Published 25 August 2017

British Leyland, Austin Rover, Rover Group - call it what you will - but for all its many failings, the company was nothing if not resourceful.

The Land Rover Discovery was arguably its greatest success, though even Land Rover's own bosses weren't quite prepared for how much the model would fire the imagination of the car buying public. 

Up until the 'Disco' made its debut, Land Rover relied on two models with very different characters. The 90/110 (which didn't become the Defender until after the Discovery was launched), and the Range Rover, which had evolved from a semi-luxurious 4x4 to a really quite posh one. But there was no middle ground.

And that, to Land Rover, was a massive threat, because it was an area rapidly filling up with Japanese newcomers. If Land Rover was to continue to rule the 4x4 roost, it needed to compete with vehicles such as the Mitsubishi Shogun, Toyota Land Cruiser and Daihatsu Fourtrak, and it needed to do so quickly.

Land Rover Discovery (4) (1)

But, as ever, Rover Group's coffers were empty. What money British Aerospace had made available for product development had been sunk into the new 'R8' hatchback, which became the Rover 200, it's four-door sibling, the 400, the new 'K-series' engine and significant facelifts for the Metro and Rover 800, without which the company was staring down the barrel of a gun.

Land Rover did get a new engine out of the investement - and it was a cracker, too. Indeed, even today, Land Rover die-hards claim that the 200 Tdi was the best engine the company ever made. Clattery, maybe, but torquey and doggedly reliable. But it was also told to make do and mend, using whatever parts it could from the Rover Group parts bin.

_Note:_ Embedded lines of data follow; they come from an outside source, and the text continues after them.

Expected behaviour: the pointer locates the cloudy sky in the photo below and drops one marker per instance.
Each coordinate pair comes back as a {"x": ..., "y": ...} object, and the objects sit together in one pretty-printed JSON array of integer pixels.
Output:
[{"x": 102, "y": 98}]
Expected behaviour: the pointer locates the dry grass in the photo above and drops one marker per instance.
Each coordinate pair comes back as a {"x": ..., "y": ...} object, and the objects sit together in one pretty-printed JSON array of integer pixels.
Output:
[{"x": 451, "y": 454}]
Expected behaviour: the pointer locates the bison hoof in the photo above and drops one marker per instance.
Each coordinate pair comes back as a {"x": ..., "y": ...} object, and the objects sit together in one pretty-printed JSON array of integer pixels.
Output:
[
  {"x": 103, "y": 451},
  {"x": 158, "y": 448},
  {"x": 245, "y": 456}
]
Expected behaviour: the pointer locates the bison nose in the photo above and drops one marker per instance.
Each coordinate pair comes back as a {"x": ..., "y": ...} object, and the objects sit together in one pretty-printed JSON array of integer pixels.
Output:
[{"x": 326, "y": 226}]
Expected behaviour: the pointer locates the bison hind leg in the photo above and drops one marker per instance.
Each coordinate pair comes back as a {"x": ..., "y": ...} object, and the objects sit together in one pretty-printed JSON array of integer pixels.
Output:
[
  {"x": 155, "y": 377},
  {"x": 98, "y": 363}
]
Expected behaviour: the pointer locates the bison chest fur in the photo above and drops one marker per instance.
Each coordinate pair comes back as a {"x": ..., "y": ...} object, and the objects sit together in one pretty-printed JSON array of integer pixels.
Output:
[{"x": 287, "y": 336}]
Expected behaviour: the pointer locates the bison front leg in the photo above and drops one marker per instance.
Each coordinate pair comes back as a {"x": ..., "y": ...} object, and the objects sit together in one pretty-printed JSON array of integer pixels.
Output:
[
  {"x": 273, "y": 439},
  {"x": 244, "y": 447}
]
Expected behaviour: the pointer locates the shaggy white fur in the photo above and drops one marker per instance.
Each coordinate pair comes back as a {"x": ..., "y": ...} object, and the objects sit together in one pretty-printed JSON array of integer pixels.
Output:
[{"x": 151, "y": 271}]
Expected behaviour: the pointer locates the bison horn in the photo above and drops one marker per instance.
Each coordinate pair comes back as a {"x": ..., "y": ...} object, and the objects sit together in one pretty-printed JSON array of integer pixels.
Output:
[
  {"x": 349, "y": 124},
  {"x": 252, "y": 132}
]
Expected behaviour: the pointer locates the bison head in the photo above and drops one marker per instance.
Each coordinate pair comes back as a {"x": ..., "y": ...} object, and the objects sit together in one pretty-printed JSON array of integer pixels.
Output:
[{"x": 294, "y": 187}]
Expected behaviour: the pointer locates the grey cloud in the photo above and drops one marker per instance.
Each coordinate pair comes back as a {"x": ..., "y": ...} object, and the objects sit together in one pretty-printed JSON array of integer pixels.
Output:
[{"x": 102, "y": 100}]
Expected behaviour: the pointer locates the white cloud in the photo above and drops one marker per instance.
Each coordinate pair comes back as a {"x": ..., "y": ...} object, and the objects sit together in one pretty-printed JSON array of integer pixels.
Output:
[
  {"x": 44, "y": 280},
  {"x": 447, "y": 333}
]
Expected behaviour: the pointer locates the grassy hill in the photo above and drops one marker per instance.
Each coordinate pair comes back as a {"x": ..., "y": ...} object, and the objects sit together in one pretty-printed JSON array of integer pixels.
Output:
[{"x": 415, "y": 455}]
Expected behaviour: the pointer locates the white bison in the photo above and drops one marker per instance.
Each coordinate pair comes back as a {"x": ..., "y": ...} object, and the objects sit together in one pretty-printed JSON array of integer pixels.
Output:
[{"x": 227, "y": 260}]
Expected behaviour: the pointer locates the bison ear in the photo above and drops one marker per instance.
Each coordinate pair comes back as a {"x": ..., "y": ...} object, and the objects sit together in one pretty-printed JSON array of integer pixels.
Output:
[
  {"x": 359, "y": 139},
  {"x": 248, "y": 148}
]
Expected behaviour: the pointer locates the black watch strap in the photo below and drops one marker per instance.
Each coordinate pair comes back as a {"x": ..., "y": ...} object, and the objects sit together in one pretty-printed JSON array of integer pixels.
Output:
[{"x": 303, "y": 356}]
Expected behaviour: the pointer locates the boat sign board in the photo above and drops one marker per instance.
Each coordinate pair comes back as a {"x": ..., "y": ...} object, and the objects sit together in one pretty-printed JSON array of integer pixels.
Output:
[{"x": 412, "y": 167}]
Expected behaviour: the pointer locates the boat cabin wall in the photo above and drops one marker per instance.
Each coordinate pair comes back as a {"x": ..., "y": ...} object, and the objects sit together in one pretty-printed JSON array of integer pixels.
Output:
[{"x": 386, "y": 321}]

As well as the limited investment, this was also a ploy to reduce development time so as to minimise the impact of the new models on the market, light trucks from the Far East, which coined the phrase 'Sports Utility Vehicle', or SUV. As a result, the Discovery was based on the chassis of the Range Rover. It used its floors, most of its drivetrain, door frames and glass. Elsewhere from the parts bin came the headlights from the Freight Rover van, along with the tail light clusters from the Maestro van. Much of the switchgear was shared with the Metro and Rover 800, while the door handles were a throwback to the Austin Allegro and Morris Marina. 

Where Land Rover did invest, though, was in the Discovery's cabin, appointing fashion designer Jasper Conran's agency to create the interior. Initially only available in blue, the plastics had a dimpled finish to the steering wheel and distinctive seat-mounted grab handles, while behind the gear lever the Discovery had a removable fabric cubby box. The interior layout was dubbed 'theatre-style', meaning that those in the second row sat higher than those in the front, a feature that gave the model its distinctive stepped roofline.

Land Rover Discovery (2) (1)

Launched in 1989 as a three-door only, it was an overnight success. A more family-friendly five-door model arrived in 1991, followed by a significant facelift and new, quieter 300Tdi engines in 1994. Even the 1999 Discovery Td5, which had a far more conventional cabin and innovative technology such as ACE, or Advanced Cornering Enhancement, was based on primarily the same vehicle, and by then Land Rover's fortunes had really started to turn. It may have been based on a 30-year old chassis, but by now the Discovery was a genuine premium vehicle. 

Today, Discovery is not just a nameplate, but a model range of its own within the modern Land Rover line-up. And while the current incarnation may have very little in common with its ancestor in terms of styling, it has it to thank for everything the Discovery name has come to stand for - not least for keeping Land Rover in the game to start with. 

A flawed car in many ways, yes, but the Discovery is a sure-fire classic in waiting without a doubt.

Comments

tigeraqua    on 26 August 2017

It is (I agree) a slumbering giant in the classic landscape. However - the build quality of the early models was terrible - with rusting and dropping doors, and disintegrating interiors. Better models came with the TD5 - despite much more complex electronics with them.